X_norm = normalize(X_train)
# Reduce it to two components.
X_svd = svd.fit_transform(X_norm)
# Calculate predicted values.
y_pred = KMeans(n_clusters=3, random_state=42).fit_predict(X_svd)
# Plot the solution.
plt.scatter(X_svd[:, 0], X_svd[:, 1], c=y_pred, cmap='viridis')
plt.show()
# In[43]:
# Check the solution against the data.
print('Comparing k-means clusters against the data:')
print(pd.crosstab(y_pred, y_train_tfidf))
# In[44]:
# View clustering score
print('Adjusted Rand Score: {:0.7}'.format(adjusted_rand_score(y_train_tfidf, y_pred)))
print('Silhouette Score: {:0.7}'.format(silhouette_score(X_train, y_pred, sample_size=60000, metric='euclidean')))
# # Testing Set
#
# Finally, we get to open the testing set. What if we decide to look at more recent tweets from the same airline, or how about we also decide to look at other airlines that weren't even in our dataset?
#
# Enough with the hypotheticals. The next dataset is a collection of recent tweets containing the testing data that we want and while we won't be able to assess its accuracy since we don't have the correct values, we should be able to get a good idea of measuring sentiment analysis for more recent tweets targetting the airlines in our dataset, as well as other airlines that actually aren't in our model.
#
# What this will demonstrate is how useful our models are for predicting sentiment analysis for tweets that our model has not seen yet.
# In[45]:
# Import the training dataset
tweets_test = pd.read_csv("airline_tweets/test_set.csv", usecols=[1,2])
# Preview the data
tweets_test.head()
# In[46]:
# View size of the testing dataframe
tweets_test.shape
# In[47]:
# Print unique airlines in the test dataset
sorted(tweets_test['airline'].unique())
# Since the original dataset was obtained in February 2015, two of the airlines in the dataset no longer operate under the same name, 'US Airways' and 'Virgin' which have since merged with 'American' and 'Alaska' respectively. Due to this, we can only compare the remaining 4 airlines in the original dataset with 6 other major airlines currently in service in the United States.
# In[48]:
# Remove non-essential punctuation from the tweets
pd.options.display.max_colwidth = 200
tweets_test['text'] = tweets_test['text'].map(lambda x: text_cleaner(str(x)))

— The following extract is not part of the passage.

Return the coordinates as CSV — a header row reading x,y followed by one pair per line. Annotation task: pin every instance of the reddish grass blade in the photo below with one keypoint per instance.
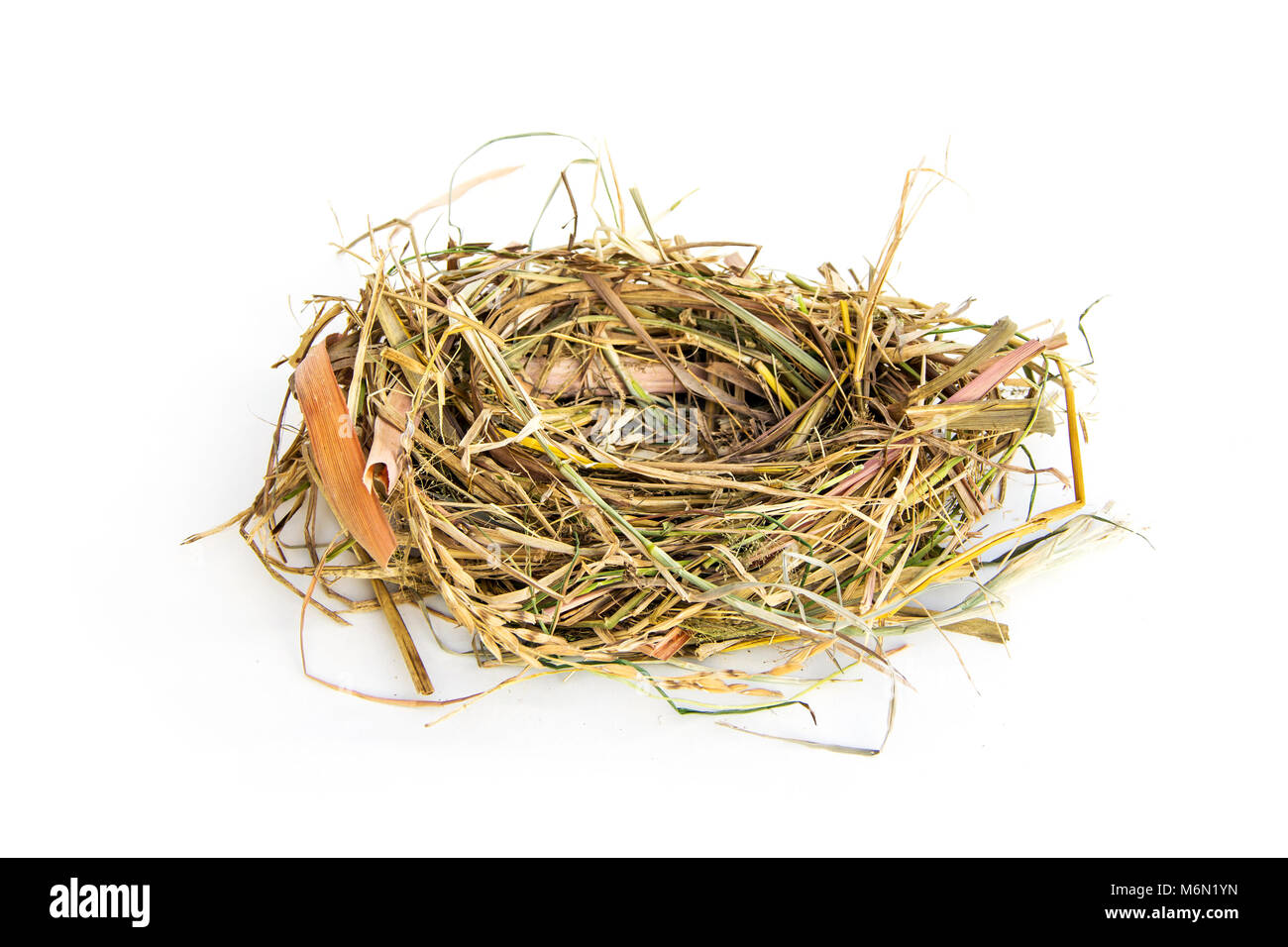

# Reduce all text to their lemmas
for tweet in tweets_test['text']:
tweet = lemmatizer.lemmatize(tweet)
# Specify the new test input
X = tweets_test['text']
# Apply the vectorizer to the test data
X_tfidf_2 = vectorizer.fit_transform(X)
# Predict the results using our best model
tweets_test['airline_sentiment'] = rfc_2.predict(X_tfidf_2)
# In[49]:
# Modify values of sentiment to numerical values
sentiment = {-1:'negative', 0:'neutral', 1:'positive'}
tweets_test['airline_sentiment'] = tweets_test['airline_sentiment'].map(lambda x: sentiment[x])
# In[50]:
# View distribution of tweets by sentiment
# (Changing colors to red/gray/green would be nice)
trace = go.Pie(labels=tweets_test['airline_sentiment'].value_counts().index,
values=tweets_test['airline_sentiment'].value_counts())
# Create the layout
layout = go.Layout(
title = 'Tweet Sentiment (Nov 2018)',
height = 400,
width = 500,
autosize = False,
yaxis = dict(title='Number of tweets')
)
fig = go.Figure(data = [trace], layout = layout)
py.offline.iplot(fig, filename='cufflinks/simple')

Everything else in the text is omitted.